Critiquing the critics
Can you trust film reviews?
A film’s fortunes hang on the opinion of a few newspaper critics. Should we trust them?
LABKULTUR has already covered one major challenge for creative industries businesses: how to estimate the demand for a product before it has been released. How can you estimate how many people will want to buy your DVD or see your film in the cinema. What the critics say makes a difference. According to the New York Times, an Oscar nomination is worth a 22% increase in sales, or $20 million dollars.
So it’s big business how your film is critically received. And exclusively for LABKULTUR I have crunched the numbers.Some film review syndication sites already give you an average of the score each reviewer gives a film, like Rotten Tomatoes does. This is a creditable approach for getting a reasonable figure.
But to understand how accurate critics are, the only benchmark you have is other critics. By measuring how much they disagree we can work out how accurate they are.
Crunching the data
Taking a sample of 20 recent releases and five reviewers, recording how they scored each film out of five, and tallying up the data has allowed me to conclude that in general - critics more or less agree on whether a film is dreadful or brilliant or not, but not much more. Of my sample of five, Empire Magazine is the most generous reviewer. On average, it scored 0.6 of a star higher than the meanest, which is Time Out London.
And on average, the standard deviation - the different between their scores and the average - of each review was about 0.7 of a star. This isn’t too bad. It means that if there are five audience members, one might rate it one star, one might rate it three stars, but most rate it two stars (as the critics did with Happy Feet II).

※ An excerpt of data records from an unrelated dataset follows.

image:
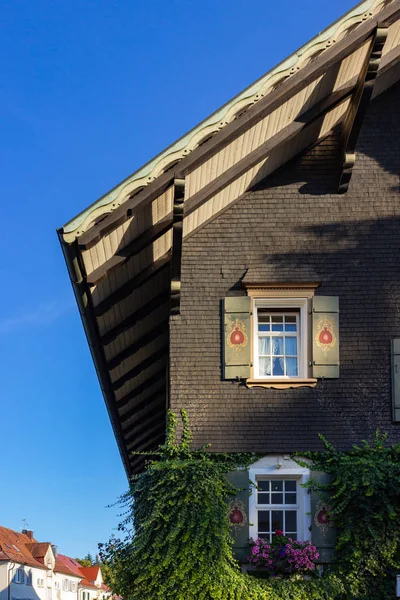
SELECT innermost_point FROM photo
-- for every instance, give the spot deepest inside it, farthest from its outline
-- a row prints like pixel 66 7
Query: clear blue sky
pixel 90 90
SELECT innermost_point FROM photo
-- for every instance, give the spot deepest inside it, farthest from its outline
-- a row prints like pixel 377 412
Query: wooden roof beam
pixel 139 314
pixel 137 462
pixel 140 412
pixel 177 238
pixel 155 416
pixel 145 339
pixel 84 301
pixel 279 139
pixel 147 440
pixel 130 286
pixel 137 245
pixel 158 376
pixel 144 364
pixel 359 104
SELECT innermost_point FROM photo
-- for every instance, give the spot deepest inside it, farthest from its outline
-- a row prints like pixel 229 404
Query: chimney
pixel 28 532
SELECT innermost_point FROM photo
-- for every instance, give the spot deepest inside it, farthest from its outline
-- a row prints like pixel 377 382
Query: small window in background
pixel 19 576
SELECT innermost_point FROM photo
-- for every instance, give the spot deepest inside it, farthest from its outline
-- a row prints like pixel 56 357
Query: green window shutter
pixel 239 514
pixel 325 337
pixel 237 337
pixel 395 351
pixel 323 531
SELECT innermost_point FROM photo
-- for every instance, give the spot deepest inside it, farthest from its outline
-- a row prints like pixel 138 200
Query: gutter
pixel 85 305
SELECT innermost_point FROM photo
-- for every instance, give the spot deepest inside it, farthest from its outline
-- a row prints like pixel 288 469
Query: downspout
pixel 9 570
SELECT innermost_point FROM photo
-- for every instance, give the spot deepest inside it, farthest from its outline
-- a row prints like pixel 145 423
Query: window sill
pixel 281 384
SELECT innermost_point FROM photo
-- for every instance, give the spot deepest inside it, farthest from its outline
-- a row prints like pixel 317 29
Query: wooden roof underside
pixel 124 260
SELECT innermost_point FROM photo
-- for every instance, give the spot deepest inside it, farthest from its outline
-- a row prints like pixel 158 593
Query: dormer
pixel 43 553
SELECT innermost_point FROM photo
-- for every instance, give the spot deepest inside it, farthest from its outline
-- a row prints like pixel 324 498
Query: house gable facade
pixel 249 275
pixel 31 570
pixel 292 229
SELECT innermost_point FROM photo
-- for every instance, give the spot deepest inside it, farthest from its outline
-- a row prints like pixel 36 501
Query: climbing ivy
pixel 364 499
pixel 175 538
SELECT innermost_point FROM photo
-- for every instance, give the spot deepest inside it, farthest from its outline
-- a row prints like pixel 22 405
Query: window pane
pixel 276 486
pixel 263 520
pixel 277 498
pixel 263 484
pixel 277 519
pixel 263 498
pixel 291 346
pixel 290 498
pixel 265 366
pixel 277 322
pixel 290 485
pixel 291 521
pixel 277 346
pixel 278 366
pixel 291 367
pixel 264 345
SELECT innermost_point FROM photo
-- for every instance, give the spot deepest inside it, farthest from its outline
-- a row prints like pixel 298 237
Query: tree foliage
pixel 176 541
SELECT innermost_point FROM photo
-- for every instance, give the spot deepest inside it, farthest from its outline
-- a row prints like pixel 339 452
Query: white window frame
pixel 282 303
pixel 279 467
pixel 19 575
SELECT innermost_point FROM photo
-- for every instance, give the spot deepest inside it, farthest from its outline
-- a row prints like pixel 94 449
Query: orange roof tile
pixel 15 546
pixel 68 565
pixel 87 583
pixel 90 573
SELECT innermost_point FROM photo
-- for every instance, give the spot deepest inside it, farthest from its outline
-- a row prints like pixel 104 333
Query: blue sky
pixel 90 90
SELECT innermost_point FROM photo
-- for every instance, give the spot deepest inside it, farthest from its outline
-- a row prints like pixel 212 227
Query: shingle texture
pixel 296 227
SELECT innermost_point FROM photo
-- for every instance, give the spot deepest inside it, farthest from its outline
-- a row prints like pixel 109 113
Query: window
pixel 277 507
pixel 280 338
pixel 278 500
pixel 19 576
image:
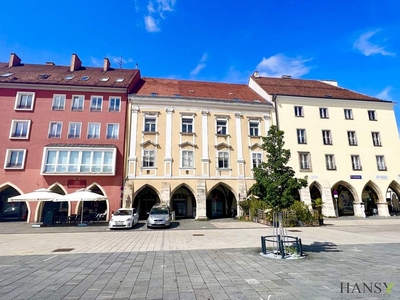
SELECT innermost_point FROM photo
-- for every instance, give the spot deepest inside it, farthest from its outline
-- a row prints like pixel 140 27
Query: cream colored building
pixel 346 143
pixel 192 145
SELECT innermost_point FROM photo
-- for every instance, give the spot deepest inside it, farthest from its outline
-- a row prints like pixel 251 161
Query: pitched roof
pixel 197 89
pixel 307 88
pixel 36 74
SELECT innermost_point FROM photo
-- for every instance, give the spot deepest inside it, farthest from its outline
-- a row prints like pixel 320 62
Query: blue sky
pixel 355 42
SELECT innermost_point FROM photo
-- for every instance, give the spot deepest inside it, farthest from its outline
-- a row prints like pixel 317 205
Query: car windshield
pixel 123 212
pixel 159 211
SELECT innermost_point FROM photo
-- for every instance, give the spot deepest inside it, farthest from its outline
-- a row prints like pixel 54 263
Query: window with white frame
pixel 323 113
pixel 79 161
pixel 187 159
pixel 150 124
pixel 351 135
pixel 330 162
pixel 376 139
pixel 149 158
pixel 93 131
pixel 348 114
pixel 15 159
pixel 305 161
pixel 112 131
pixel 326 137
pixel 58 102
pixel 254 127
pixel 77 103
pixel 114 104
pixel 187 125
pixel 355 162
pixel 55 130
pixel 96 103
pixel 24 101
pixel 223 160
pixel 20 129
pixel 301 136
pixel 380 161
pixel 222 127
pixel 74 130
pixel 298 111
pixel 256 159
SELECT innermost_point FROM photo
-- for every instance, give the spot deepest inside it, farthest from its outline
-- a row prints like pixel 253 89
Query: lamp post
pixel 336 196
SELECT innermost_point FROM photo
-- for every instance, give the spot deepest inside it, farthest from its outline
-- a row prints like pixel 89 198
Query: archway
pixel 144 201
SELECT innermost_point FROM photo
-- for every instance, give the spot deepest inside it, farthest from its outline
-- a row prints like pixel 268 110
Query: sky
pixel 356 43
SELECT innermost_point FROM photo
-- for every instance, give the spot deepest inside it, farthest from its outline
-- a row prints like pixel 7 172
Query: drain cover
pixel 63 250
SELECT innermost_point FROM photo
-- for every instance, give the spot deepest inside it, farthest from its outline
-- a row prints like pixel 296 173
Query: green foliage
pixel 276 183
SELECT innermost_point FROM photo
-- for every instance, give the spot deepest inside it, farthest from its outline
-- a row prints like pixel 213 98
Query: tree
pixel 276 183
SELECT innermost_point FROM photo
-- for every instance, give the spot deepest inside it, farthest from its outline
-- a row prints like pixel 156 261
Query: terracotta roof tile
pixel 307 88
pixel 197 89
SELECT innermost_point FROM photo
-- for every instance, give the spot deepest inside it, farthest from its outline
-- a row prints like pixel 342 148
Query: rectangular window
pixel 77 103
pixel 301 136
pixel 256 159
pixel 254 128
pixel 352 138
pixel 114 104
pixel 326 137
pixel 24 101
pixel 372 115
pixel 96 103
pixel 20 129
pixel 15 159
pixel 93 131
pixel 222 127
pixel 187 125
pixel 187 159
pixel 323 113
pixel 112 131
pixel 305 161
pixel 330 162
pixel 380 161
pixel 55 130
pixel 149 158
pixel 355 162
pixel 348 114
pixel 150 124
pixel 58 102
pixel 223 160
pixel 74 130
pixel 376 139
pixel 298 111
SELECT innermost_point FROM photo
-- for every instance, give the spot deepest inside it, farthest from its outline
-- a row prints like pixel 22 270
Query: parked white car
pixel 124 218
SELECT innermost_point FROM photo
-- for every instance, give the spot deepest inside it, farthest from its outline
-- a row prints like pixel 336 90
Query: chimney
pixel 106 64
pixel 75 63
pixel 14 60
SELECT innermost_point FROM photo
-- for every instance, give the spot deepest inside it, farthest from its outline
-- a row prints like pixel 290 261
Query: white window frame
pixel 57 134
pixel 7 160
pixel 114 128
pixel 18 99
pixel 70 129
pixel 81 104
pixel 94 103
pixel 58 102
pixel 187 159
pixel 112 107
pixel 301 136
pixel 13 129
pixel 94 130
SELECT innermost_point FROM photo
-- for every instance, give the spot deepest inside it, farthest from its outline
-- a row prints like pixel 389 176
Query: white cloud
pixel 366 47
pixel 279 64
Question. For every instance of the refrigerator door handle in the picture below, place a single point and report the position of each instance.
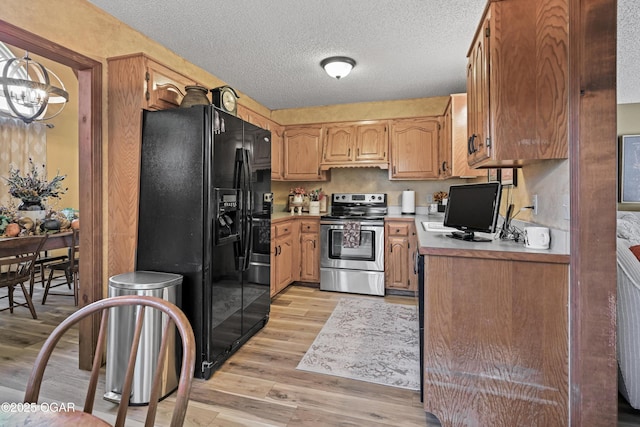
(248, 217)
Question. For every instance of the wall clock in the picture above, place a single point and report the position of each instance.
(225, 98)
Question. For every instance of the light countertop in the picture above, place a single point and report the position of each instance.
(439, 243)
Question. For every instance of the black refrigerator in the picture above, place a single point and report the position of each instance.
(203, 177)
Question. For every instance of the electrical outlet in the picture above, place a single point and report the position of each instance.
(566, 206)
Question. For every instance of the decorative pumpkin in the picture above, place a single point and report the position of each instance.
(50, 225)
(26, 223)
(12, 230)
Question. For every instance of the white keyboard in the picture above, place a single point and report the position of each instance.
(437, 227)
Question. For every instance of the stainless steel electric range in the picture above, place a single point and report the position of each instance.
(352, 244)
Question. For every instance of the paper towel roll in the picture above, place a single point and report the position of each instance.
(408, 201)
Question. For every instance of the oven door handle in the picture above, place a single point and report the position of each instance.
(362, 227)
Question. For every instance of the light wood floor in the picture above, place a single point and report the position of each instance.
(257, 386)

In other words, from readin any single review you can guess that if it scores 1 it’s a stinker, 5 it’s a good film, but anything in between and you’ll have to check another review too. And the critics agree on some films - Alvin and the Chipmunks: Chipwrecked was panned, The Sitter was universally agreed as mediocre.
But not on others, with Hugo and War Horse either great or mediocre, depending on who you ask. This chart shows the full list. The lower the score, the more critics agreed.

Different directions
Of course, the critics may want it another way. It’s clear from the success of the tabloid press that accuracy is not a well regarded factor in British journalism today. If they wanted to be scandalous and interesting, then the standard deviation would be very different.
And there’s a school of thought that says that left-wing newspapers and right-wing newspapers will have different opinions. There was some evidence of this, with the pro-Thatcher Telegraph giving the Iron Lady 4 stars, while the anti-Thatcher Mirror gave it two. The famed theatre critic, Kenneth Tynan, said that “a critic is someone who knows the way but can’t drive the car”. It is worth remembering that critics have different destinations.